This video demonstrates using Safari on an iPhone to enter English text to produce speech audio from CereProc and complimentary mouth and facial animation for Metahumans in Unreal Engine.
Sorry for seeing this question earlier! I am terrible person.
All the tts videos I have posted here do happen in realtime. However, when you request tts from CereVoice Cloud, there obviously some amout of delay to get a reply. The reply provides a url for the wav file and a url to a metadata file, which contains timing information of the words in the audio file. The lenght of this delay increases with the word count of the request but it is pretty quick.
More recently I have made it so that all the dialog urls and metadata url are generated before the animation is played back, however this does still download and playback the audio file in as close to realtime as possible.
I just posted here with the alternative option to just enter the words into a Sequencer timeline along side a standard wav file.
Thanks for watching and commenting. I promise to reply much swifter next time…

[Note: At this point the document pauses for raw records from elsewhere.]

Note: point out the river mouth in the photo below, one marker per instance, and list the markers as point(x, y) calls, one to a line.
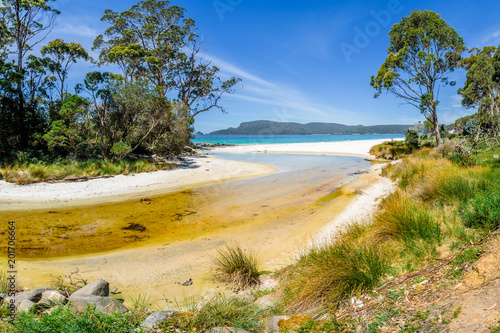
point(175, 217)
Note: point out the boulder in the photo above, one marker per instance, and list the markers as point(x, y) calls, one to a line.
point(51, 297)
point(266, 301)
point(102, 304)
point(32, 295)
point(226, 330)
point(272, 323)
point(293, 323)
point(96, 288)
point(25, 305)
point(155, 318)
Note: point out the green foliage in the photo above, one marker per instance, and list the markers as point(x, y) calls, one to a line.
point(421, 41)
point(164, 54)
point(484, 212)
point(230, 312)
point(407, 220)
point(330, 272)
point(482, 87)
point(411, 139)
point(120, 149)
point(391, 150)
point(236, 266)
point(32, 172)
point(62, 319)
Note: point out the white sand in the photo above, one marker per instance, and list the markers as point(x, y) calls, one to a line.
point(203, 171)
point(360, 209)
point(356, 148)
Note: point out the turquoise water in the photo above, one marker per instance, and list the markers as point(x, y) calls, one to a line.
point(266, 139)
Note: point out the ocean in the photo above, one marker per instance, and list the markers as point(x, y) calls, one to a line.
point(269, 139)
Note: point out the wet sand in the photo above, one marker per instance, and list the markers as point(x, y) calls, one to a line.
point(276, 226)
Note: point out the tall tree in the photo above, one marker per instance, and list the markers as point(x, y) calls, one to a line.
point(154, 41)
point(28, 22)
point(63, 56)
point(423, 51)
point(482, 87)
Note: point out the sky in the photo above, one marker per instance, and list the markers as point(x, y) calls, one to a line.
point(300, 61)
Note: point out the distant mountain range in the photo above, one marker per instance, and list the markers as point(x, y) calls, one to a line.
point(266, 127)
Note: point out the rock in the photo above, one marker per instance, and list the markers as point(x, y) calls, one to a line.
point(96, 288)
point(51, 297)
point(227, 330)
point(357, 303)
point(294, 322)
point(272, 323)
point(32, 295)
point(155, 318)
point(244, 297)
point(26, 305)
point(265, 302)
point(102, 304)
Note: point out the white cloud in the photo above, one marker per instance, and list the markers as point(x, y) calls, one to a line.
point(278, 95)
point(492, 37)
point(80, 30)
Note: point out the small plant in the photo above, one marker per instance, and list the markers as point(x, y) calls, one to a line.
point(230, 312)
point(485, 212)
point(63, 319)
point(236, 266)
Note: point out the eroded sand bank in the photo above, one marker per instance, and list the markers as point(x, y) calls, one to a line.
point(276, 234)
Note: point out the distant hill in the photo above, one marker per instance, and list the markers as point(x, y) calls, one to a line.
point(266, 127)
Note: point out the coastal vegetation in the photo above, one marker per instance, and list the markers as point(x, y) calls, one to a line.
point(423, 51)
point(148, 108)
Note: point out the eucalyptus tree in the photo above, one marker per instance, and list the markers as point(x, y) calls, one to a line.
point(482, 86)
point(154, 41)
point(27, 23)
point(423, 51)
point(63, 56)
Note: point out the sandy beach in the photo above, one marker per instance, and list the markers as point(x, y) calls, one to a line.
point(353, 148)
point(202, 170)
point(277, 233)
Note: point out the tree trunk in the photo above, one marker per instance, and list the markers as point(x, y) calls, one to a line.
point(437, 133)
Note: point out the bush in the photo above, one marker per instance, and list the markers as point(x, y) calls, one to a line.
point(412, 139)
point(236, 266)
point(62, 319)
point(329, 273)
point(484, 212)
point(402, 218)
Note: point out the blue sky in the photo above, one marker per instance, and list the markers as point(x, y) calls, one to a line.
point(301, 61)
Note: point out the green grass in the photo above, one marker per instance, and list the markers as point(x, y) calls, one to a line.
point(62, 319)
point(439, 207)
point(329, 273)
point(38, 171)
point(236, 266)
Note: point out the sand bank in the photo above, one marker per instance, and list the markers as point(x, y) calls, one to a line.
point(354, 148)
point(196, 171)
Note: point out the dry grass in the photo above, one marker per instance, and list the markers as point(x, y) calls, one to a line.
point(236, 266)
point(27, 173)
point(329, 273)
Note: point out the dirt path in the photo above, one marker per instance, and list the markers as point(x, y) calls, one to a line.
point(479, 294)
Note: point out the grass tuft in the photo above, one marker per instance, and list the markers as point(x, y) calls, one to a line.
point(236, 266)
point(329, 273)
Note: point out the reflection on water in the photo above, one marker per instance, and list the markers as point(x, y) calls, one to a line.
point(170, 217)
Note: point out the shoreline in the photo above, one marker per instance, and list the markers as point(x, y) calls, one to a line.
point(358, 148)
point(202, 171)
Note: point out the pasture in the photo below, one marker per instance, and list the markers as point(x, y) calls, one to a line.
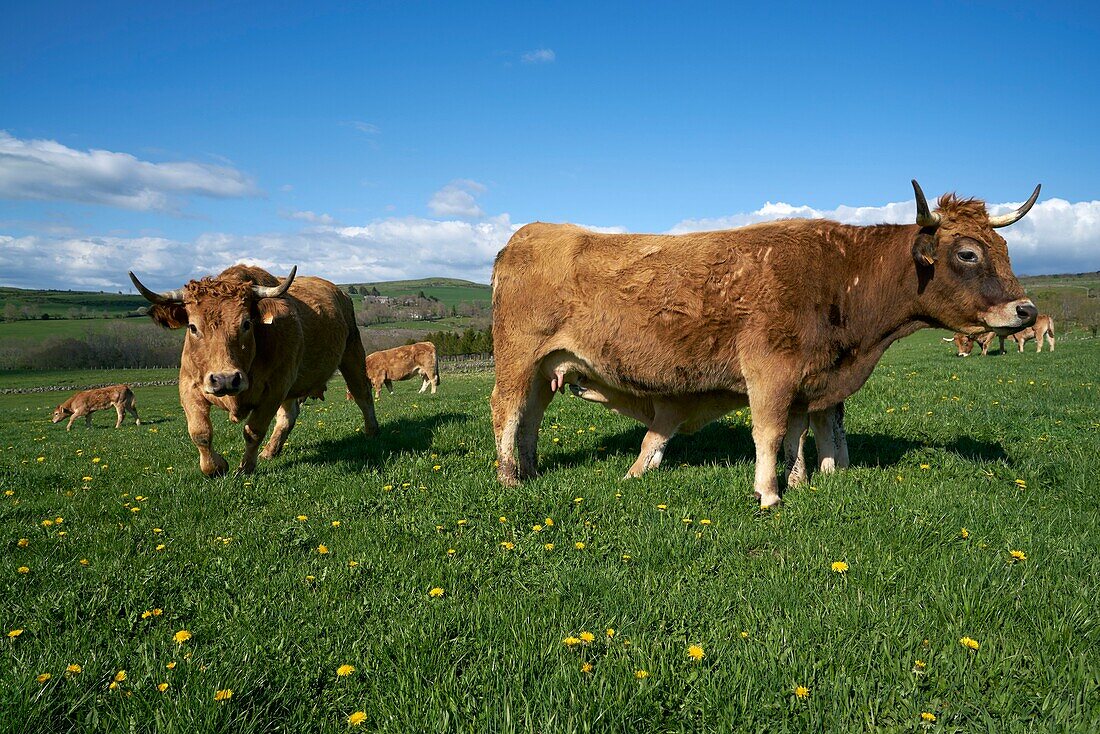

I’m surprised I didn’t see this sooner. The quality of what you’re doing is very lovely and I cannot wait to see this grow further. I would be a little curious to see more expressions as this develops further.
In the recent months has it been a little easier to work on?
Hi @The_M0ss_Man Thanks for watching and commenting. I can get distracted with the many other things UE can accomplish so I have just come back to this after a break. Yeah I have also added general facial expressions which can be layered on top of the mouth animations, such as happy, sad, quizzical, angry etc. They are added just by another sequencer event timeline with the string for the expression. In general it is something that just gets better with more time spent working on it…